Exploring the Potential of Generative AI in Construction

Industry News,

Originally Published by: Construction Dive — July 3, 2024
SBCA appreciates your input; please email us if you have any comments or corrections to this article.

Aaron Anderson is staying grounded on artificial intelligence.

The director of innovation for Concord, California-based builder Swinerton, Anderson talked with Construction Dive about the technology and more at the ENR FutureTech conference in San Diego last month.

The Oxbow is a mass timber multifamily development that Swinerton is building with developer Space Craft in Charlotte, North Carolina. Swinerton is using OpenSpace, which leverages artificial intelligence to deliver accurate, reality-captured models. Courtesy of Swinerton

In his role at Swinerton, he’s developed technology for Swinerton’s Perq parking structures, which provide clients with a pre-designed and pre-engineered garage, according to the company’s website. He also contributed to the growth of the firm’s mass timber, concrete and drywall divisions.

Here, Anderson talks with Construction Dive about a few key ideas on generative AI’s current capabilities, while also looking to the future on what could come next for the technology.

CONSTRUCTION DIVE: What did you hope to learn at FutureTech?

AARON ANDERSON: It’s always important to understand how everyone else is using the tools that are out there. Being at a company like Swinerton, those tools and startups and more established technologies find us, and we hear about them.

There are three key areas that I’m looking at that will heavily affect our business. 

Aaron Anderson Permission granted by Swinerton

One of them is AI tools, and how folks are finding something beyond basic large language model applications, how they’re actually really using them for the construction process and in some of these special use cases in construction. 

Then there’s robotics, and how people are finding ways to work those into their business models. 

The other side of it is, generally, how people are using technology to shift the business model to provide new services. It’s about new ways of working with clients, but also new ways of taking this core competency around construction and turning it into other businesses.

Are you working on any projects right now in those three focus areas?

We’re working on a number of things with AI. We’re a Microsoft shop, so we have access to a lot of that stuff, the OpenAI tools that are hitting Microsoft already. 

Truthfully, they’ve been doing a lot of interesting stuff for a long time when it comes to recommendations and design ideas and all that. But none of that really gives us an edge.

When we look for an edge, we’re looking at things like project management processes, or looking to really dig into the ways that we would process things like submittals or RFIs, and the way we communicate about what’s happening with design changes. 

And, we’re looking at the way that we turn requests, and the work and expectations from our client into daily reminders, how to track and keep up with the expectations that we’ve set for projects.

What’s it like being a Microsoft shop?

We use the Teams tools, we use Outlook. As a Microsoft partner, we also have access to the Copilot stuff that they’ve changed. They branded that as Bing Chat and some of these tools like that. 

T​​hose Copilot tools can work in a bunch of different applications. They can work in their Power Automate platforms, they can work in their Excel platforms, they can work in their Word and PowerPoint platforms. But we’ve really struggled to find a way to make a major impact on that outside of our marketing and knowledge management.

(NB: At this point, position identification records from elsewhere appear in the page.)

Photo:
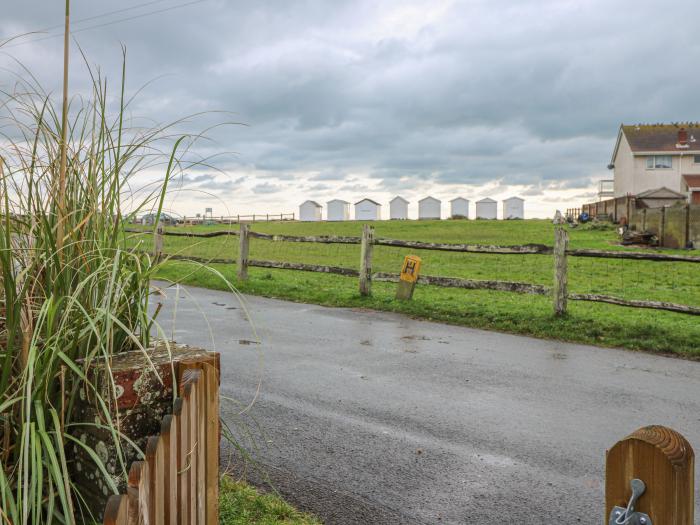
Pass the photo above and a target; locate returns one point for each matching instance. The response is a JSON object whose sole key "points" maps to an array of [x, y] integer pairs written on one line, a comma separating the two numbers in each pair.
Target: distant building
{"points": [[429, 208], [165, 219], [367, 210], [514, 208], [651, 157], [486, 208], [459, 208], [398, 208], [338, 210], [310, 211]]}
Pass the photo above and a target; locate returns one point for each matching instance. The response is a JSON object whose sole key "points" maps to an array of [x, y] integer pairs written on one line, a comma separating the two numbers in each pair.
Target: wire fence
{"points": [[628, 278]]}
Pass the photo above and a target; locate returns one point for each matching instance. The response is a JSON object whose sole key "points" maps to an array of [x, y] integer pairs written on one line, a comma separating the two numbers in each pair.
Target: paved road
{"points": [[377, 418]]}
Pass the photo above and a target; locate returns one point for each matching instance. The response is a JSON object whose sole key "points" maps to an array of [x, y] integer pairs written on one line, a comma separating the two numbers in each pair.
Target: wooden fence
{"points": [[560, 251], [177, 483], [237, 219]]}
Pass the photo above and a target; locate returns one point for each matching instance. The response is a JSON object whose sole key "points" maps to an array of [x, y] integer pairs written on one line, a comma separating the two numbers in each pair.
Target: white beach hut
{"points": [[514, 208], [486, 209], [459, 208], [310, 211], [367, 210], [429, 208], [337, 210], [398, 208]]}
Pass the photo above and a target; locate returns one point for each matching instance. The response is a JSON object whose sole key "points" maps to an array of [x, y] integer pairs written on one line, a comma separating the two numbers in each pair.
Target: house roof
{"points": [[658, 137], [369, 200], [660, 193], [693, 181]]}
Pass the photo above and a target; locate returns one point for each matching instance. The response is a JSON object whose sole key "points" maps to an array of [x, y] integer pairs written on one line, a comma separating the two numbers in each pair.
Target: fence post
{"points": [[243, 248], [561, 241], [158, 241], [663, 460], [366, 260]]}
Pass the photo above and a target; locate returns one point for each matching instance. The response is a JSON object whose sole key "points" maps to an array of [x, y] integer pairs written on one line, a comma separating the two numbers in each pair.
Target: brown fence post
{"points": [[561, 241], [366, 260], [657, 464], [662, 226], [158, 241], [243, 249]]}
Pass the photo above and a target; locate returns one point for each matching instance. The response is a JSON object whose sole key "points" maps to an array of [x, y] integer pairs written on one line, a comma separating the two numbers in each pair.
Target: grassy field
{"points": [[241, 504], [524, 314]]}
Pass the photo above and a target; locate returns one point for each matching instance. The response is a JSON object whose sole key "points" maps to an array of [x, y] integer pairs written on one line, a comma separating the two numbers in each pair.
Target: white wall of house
{"points": [[459, 207], [486, 209], [367, 210], [632, 176], [337, 210], [398, 208], [310, 211], [429, 208], [514, 208]]}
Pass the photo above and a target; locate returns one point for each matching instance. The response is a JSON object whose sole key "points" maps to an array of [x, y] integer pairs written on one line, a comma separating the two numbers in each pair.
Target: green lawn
{"points": [[241, 504], [532, 315]]}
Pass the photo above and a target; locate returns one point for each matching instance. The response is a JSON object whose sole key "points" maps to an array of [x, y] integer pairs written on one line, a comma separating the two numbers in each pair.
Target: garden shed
{"points": [[367, 210], [310, 211], [514, 208], [429, 208], [338, 210], [398, 208], [486, 208], [459, 208]]}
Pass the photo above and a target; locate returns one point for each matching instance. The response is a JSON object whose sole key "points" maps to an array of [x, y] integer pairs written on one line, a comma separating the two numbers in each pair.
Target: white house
{"points": [[337, 210], [459, 208], [368, 210], [310, 211], [514, 208], [429, 208], [486, 208], [653, 156], [398, 208]]}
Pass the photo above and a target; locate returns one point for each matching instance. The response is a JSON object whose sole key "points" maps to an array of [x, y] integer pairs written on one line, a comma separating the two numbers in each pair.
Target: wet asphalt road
{"points": [[378, 418]]}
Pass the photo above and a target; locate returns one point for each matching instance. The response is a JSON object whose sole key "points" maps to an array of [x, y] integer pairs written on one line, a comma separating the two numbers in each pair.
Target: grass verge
{"points": [[241, 504]]}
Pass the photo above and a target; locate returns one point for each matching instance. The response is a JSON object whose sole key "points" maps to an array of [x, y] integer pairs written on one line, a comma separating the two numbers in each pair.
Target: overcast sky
{"points": [[376, 98]]}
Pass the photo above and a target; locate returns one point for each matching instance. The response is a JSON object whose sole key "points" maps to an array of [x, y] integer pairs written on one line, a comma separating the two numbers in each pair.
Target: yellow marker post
{"points": [[408, 277]]}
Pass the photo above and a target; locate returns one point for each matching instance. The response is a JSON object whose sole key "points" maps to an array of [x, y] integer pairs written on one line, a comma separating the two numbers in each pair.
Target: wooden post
{"points": [[243, 249], [158, 241], [662, 227], [408, 277], [561, 241], [664, 460], [366, 260]]}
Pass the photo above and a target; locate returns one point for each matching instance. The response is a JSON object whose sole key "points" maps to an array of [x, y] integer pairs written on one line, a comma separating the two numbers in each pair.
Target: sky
{"points": [[353, 99]]}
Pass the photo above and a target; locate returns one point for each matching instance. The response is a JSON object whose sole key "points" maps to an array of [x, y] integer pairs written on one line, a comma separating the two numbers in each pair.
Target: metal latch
{"points": [[628, 516]]}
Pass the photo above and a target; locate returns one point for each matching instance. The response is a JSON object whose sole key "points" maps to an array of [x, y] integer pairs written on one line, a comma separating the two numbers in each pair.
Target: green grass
{"points": [[592, 323], [241, 504]]}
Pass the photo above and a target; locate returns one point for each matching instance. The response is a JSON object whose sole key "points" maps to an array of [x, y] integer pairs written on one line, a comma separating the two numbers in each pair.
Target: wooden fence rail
{"points": [[177, 483]]}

It will make an impact on reviewing large, complicated documents. And then, managing that and turning it into actionable steps. 

I think it’s going to be in things like scope from construction documents, how to define all the work that’s presented, and then be able to make sure that systematically you can move through that.

In the long run, I think there’s the opportunity to take all of these documents that are in a digital format, but not digital ideas. They’re not uniquely sorted into rows and searchable and groupable and manageable, digitally. There’s opportunity in turning those into things that are manageable digitally, and making them into things that you can get to sort and filter and group and combine those specific requirements of a project or those specific areas of work.

What do you think about AI as a solution for the construction industry? 

AI is great for things where there’s a high level of uncertainty. What AI tools, right now, are really driving the construction folks to do, is to catch up on putting the systems in place to have answers to those finite solutions.

But sometimes they’re big, and they’re really complicated solutions. AI alone isn’t going to solve construction problems. But, faster, more available compute might.

There’s so many different systems at play that if you could observe them and train on them, that would be great. But we’re constantly running into brand new things, brand new ideas, brand new ways of building, and those tools would have to be able to train on all of that historical data, and it’s just not available.

We’ve already seen the fact that large language models are great at things like marketing, but are still not aware of physics. 

I think the biggest thing that it presents an immediate opportunity for is the fact that at each stage of construction, we hand everything off in PDFs. It would be really helpful to have that stuff with a more proper digital connection with unique identifiers that connect those things from space to fit space. And I think right away, AI tools offer us an opportunity to do that.